Mariel did not panic. She raised her voice above the cacophony and spoke with trained authority, "Stay seated. Prepare for segment seals. Fasten safety belts."
Walls that divided the lift into eight segments dropped from the ceiling, shutting Kendrik and Mariel into a wedge of the lift. The howling stopped. The siren seemed quiet by comparison. They were each fastening their safety belts when the third piece of debris struck. The nearby crash was followed by the sound of a distant explosion. The wedge went dark. The only light was sunlight reflected off the Earth and in through the single port hole.
The cabin shuttered and swayed as its ascent slowed and changed course. The segments were being jettisoned away from the driveshaft and tether. The wedge was now an escape pod. Emergency thrust pushed Kindread down into his seat as the pod was guided up and away from the tether, and if emergency protocols were successful, eventually into a rescue orbit. Through the port hole, both Kindread and Mariel watched the Earth's horizon drop out of sight just before they caught a brief glimpse of another wedge from the lift, a bluegrey emergency craft shaped like a perfect clove of garlic, turning slow flips on its own axis, a gash easily ten feet long cut into the side and exposing the smoke-filled interior.

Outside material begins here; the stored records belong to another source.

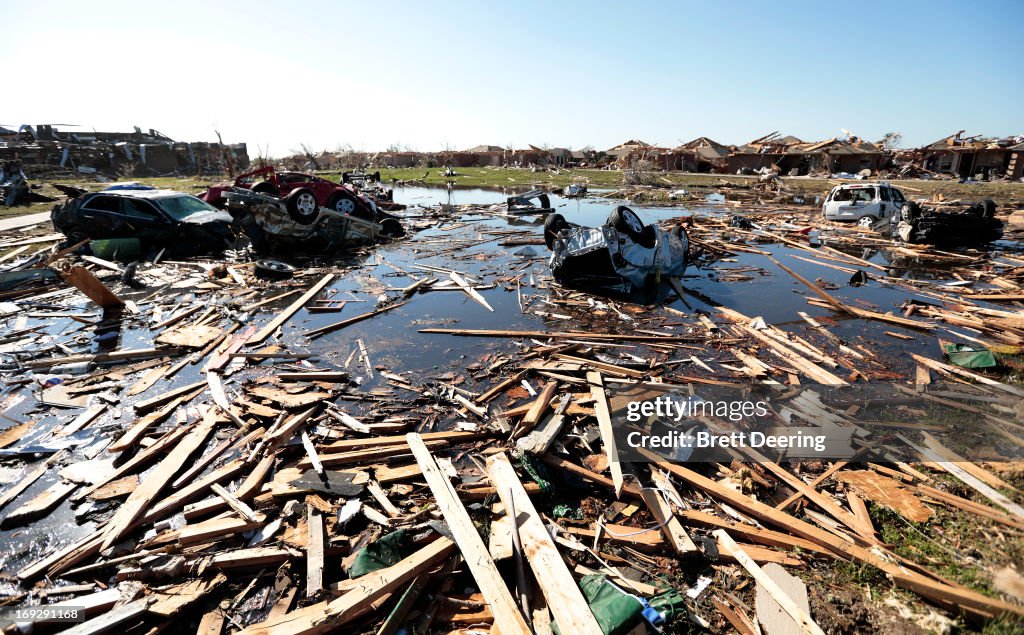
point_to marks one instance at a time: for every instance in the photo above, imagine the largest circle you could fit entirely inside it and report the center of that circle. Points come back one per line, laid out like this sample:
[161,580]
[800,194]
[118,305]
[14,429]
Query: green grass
[1001,193]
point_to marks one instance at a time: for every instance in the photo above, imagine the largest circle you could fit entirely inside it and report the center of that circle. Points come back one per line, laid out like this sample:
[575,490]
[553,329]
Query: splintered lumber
[220,398]
[538,441]
[40,505]
[459,280]
[503,605]
[970,479]
[325,617]
[26,481]
[111,619]
[84,281]
[583,472]
[156,401]
[925,586]
[886,492]
[940,367]
[559,335]
[540,405]
[286,314]
[314,551]
[564,598]
[604,426]
[803,621]
[671,527]
[770,614]
[156,480]
[314,333]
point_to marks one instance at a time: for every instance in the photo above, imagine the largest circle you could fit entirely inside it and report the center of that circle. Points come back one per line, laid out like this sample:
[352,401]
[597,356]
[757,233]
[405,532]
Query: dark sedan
[159,218]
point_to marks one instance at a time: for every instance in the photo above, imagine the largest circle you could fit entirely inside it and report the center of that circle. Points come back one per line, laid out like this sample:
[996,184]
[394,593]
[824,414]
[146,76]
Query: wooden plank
[971,601]
[771,616]
[537,409]
[507,616]
[155,481]
[241,508]
[89,285]
[671,527]
[30,477]
[286,314]
[325,617]
[459,280]
[559,587]
[604,426]
[314,551]
[314,333]
[40,505]
[800,617]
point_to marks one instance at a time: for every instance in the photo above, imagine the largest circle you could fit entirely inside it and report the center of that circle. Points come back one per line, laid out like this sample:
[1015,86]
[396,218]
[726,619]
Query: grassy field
[1005,194]
[1001,193]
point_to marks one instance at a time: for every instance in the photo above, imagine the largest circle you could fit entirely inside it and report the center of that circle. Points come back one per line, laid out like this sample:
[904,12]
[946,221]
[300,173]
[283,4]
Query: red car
[320,193]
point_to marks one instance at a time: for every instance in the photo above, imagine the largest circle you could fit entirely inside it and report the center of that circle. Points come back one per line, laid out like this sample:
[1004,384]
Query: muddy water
[470,244]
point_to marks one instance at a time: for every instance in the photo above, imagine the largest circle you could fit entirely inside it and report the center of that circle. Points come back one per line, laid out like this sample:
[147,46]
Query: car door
[885,203]
[142,218]
[99,216]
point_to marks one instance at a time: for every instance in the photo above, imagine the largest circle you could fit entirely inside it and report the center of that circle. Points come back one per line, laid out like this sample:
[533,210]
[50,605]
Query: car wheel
[392,228]
[626,220]
[909,211]
[266,187]
[302,206]
[342,202]
[553,224]
[988,209]
[272,269]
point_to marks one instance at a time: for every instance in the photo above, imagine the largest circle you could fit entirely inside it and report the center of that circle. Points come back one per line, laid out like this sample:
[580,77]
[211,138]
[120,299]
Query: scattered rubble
[204,445]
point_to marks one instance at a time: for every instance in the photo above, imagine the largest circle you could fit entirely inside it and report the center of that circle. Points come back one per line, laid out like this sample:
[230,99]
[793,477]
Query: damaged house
[136,153]
[977,157]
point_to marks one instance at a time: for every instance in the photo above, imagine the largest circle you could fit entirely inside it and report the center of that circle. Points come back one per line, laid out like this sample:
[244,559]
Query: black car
[159,218]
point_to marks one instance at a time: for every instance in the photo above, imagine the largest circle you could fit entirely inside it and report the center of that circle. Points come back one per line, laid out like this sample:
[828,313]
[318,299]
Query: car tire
[272,269]
[343,203]
[909,211]
[627,221]
[266,187]
[553,224]
[301,205]
[988,209]
[392,228]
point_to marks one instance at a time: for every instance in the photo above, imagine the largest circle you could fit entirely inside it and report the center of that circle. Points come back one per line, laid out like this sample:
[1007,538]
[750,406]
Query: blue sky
[456,74]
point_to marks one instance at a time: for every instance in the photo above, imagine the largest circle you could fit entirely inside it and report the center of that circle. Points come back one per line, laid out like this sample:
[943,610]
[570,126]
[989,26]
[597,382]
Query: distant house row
[954,156]
[138,153]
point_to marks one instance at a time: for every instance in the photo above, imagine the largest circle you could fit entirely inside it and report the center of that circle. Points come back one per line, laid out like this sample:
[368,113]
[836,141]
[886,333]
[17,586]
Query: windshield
[184,206]
[855,194]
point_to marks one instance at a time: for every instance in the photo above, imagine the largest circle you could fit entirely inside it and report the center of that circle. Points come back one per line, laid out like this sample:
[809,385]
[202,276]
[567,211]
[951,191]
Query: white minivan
[855,201]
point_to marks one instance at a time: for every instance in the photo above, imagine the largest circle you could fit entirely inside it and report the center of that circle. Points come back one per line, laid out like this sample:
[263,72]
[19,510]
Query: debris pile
[185,452]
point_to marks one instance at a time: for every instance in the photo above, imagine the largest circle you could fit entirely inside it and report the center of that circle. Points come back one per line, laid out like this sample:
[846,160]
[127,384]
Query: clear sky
[454,74]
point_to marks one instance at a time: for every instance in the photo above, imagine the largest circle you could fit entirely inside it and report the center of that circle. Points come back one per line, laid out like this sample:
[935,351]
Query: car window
[184,206]
[104,204]
[139,209]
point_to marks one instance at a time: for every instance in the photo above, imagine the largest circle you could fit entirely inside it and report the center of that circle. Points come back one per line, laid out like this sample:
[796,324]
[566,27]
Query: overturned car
[948,226]
[623,255]
[272,223]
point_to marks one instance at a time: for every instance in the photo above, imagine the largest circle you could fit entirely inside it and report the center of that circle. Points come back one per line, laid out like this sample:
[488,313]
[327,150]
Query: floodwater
[469,244]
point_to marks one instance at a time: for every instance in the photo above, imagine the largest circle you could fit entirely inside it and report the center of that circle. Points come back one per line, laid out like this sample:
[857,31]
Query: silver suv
[855,201]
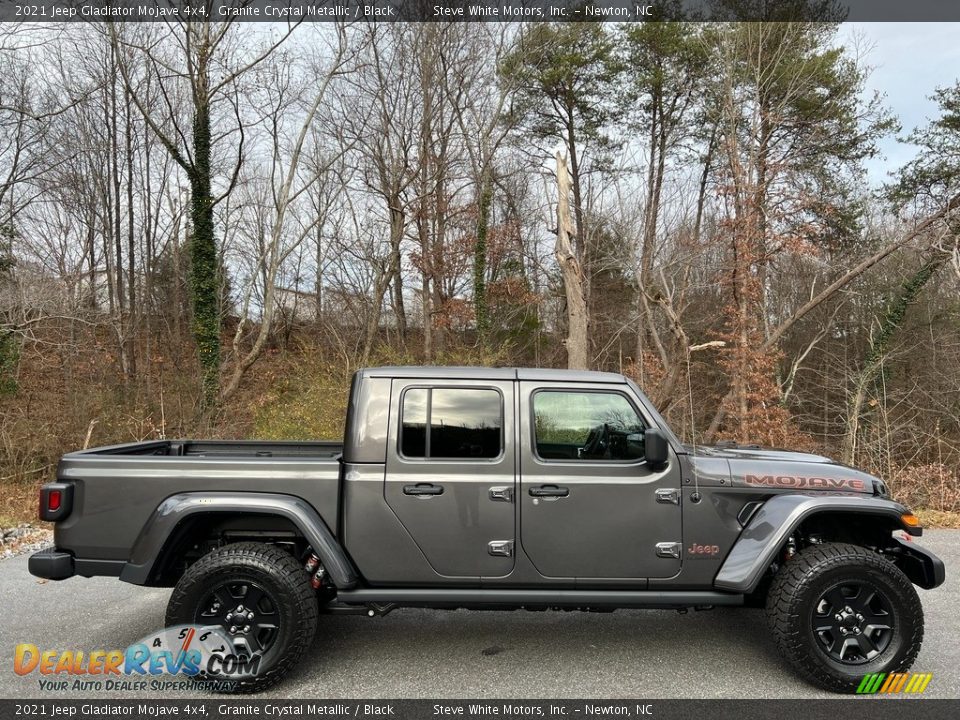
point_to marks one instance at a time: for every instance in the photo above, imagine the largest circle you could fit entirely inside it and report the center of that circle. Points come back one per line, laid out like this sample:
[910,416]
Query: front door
[589,504]
[451,474]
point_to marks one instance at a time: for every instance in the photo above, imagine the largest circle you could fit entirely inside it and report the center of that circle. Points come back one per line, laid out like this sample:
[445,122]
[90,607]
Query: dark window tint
[413,438]
[462,423]
[587,426]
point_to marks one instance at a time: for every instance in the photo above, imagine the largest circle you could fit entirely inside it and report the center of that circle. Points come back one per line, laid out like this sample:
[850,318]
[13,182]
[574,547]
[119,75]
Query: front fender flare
[176,508]
[772,524]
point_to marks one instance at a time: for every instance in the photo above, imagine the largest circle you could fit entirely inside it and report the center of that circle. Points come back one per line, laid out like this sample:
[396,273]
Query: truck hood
[786,470]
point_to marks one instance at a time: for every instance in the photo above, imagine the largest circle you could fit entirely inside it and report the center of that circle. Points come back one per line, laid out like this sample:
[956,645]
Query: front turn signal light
[910,520]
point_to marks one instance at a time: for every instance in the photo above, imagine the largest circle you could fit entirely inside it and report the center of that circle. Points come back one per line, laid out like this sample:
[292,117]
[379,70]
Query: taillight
[56,501]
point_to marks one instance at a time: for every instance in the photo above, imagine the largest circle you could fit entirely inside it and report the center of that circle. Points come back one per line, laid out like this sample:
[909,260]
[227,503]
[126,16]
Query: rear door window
[451,423]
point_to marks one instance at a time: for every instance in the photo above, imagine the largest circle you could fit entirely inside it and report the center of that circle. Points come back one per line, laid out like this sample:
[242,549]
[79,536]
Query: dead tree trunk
[576,342]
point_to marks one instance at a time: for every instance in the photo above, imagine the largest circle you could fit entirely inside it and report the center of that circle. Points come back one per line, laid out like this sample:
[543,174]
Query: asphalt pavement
[723,653]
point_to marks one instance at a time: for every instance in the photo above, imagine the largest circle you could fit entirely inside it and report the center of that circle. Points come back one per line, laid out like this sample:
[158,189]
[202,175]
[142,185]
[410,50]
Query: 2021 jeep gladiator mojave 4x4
[497,489]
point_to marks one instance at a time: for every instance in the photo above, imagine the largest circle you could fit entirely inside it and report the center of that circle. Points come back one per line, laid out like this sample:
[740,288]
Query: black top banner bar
[477,10]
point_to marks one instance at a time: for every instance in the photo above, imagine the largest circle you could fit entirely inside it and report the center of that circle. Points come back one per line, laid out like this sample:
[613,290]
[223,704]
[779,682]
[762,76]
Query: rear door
[590,507]
[451,473]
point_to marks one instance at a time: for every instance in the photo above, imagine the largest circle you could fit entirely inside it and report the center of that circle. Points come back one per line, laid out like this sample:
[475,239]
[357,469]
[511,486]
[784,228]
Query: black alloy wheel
[854,622]
[247,613]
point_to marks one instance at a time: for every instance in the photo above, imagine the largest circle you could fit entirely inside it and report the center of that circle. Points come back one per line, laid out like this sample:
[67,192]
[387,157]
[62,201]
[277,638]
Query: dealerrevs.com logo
[185,656]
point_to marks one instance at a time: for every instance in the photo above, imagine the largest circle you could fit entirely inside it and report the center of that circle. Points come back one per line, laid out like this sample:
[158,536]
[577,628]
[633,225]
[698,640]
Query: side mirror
[656,450]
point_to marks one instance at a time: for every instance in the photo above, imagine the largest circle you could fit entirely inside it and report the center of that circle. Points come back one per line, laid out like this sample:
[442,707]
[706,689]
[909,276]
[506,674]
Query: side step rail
[427,597]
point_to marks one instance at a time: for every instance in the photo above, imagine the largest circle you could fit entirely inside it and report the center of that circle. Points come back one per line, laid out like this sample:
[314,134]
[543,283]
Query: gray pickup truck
[497,489]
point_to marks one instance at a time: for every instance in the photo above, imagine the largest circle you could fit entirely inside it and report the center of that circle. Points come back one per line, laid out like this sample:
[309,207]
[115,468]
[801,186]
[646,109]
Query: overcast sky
[909,61]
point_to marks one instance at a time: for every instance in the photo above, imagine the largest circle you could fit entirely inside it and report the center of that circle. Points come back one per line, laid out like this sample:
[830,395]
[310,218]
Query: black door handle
[549,491]
[423,489]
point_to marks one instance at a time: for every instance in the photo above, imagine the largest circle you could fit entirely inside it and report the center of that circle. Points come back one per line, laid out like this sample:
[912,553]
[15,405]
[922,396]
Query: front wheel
[259,597]
[839,612]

Kindread kept his eyes on the port hole as he said to Mariel, "Send a message to the last person you contacted. Tell them you're alone, unharmed, and awaiting rescue."
Mariel repeated the word, "Alone?"
Kindread nodded. "It's me they're after, but they'll let us both burn up in the atmosphere if it suits them."
Mariel sent her brother the following: "I'm safe, but you're going to hear about an incident on La plaça del Diamant. Passenger pods have been jettisoned. I'm onboard one that is intact. Others weren't so lucky. On my own. Looks like I had a rare stroke of luck. May be offline for a bit. Tell Mom and dad I'm safe."
Through the port hole, Mariel could see that their pod had steadied itself onto an escape trajectory. The tether was still visible beneath them, getting smaller as they drifted away. Two other intact escape pods could be made out on the tether's opposite side. Debris from three damaged pods was scattered in a cluttered sphere, detached yet still somehow ascending, riding the inertia it had built before the strike.
Mariel saw shadow flit across the debris. The rescue effort was arrving. She shifted in her seat to look toward, but no into the sun. She was stunned and heartened to see the familiar shape of the Kis Dio, the famous scavenger craft designed to resemble a 1965 Corvette Stingray. It dipped and pivoted as it slowed its approach and deployed its eight drones that would link to the escape pod.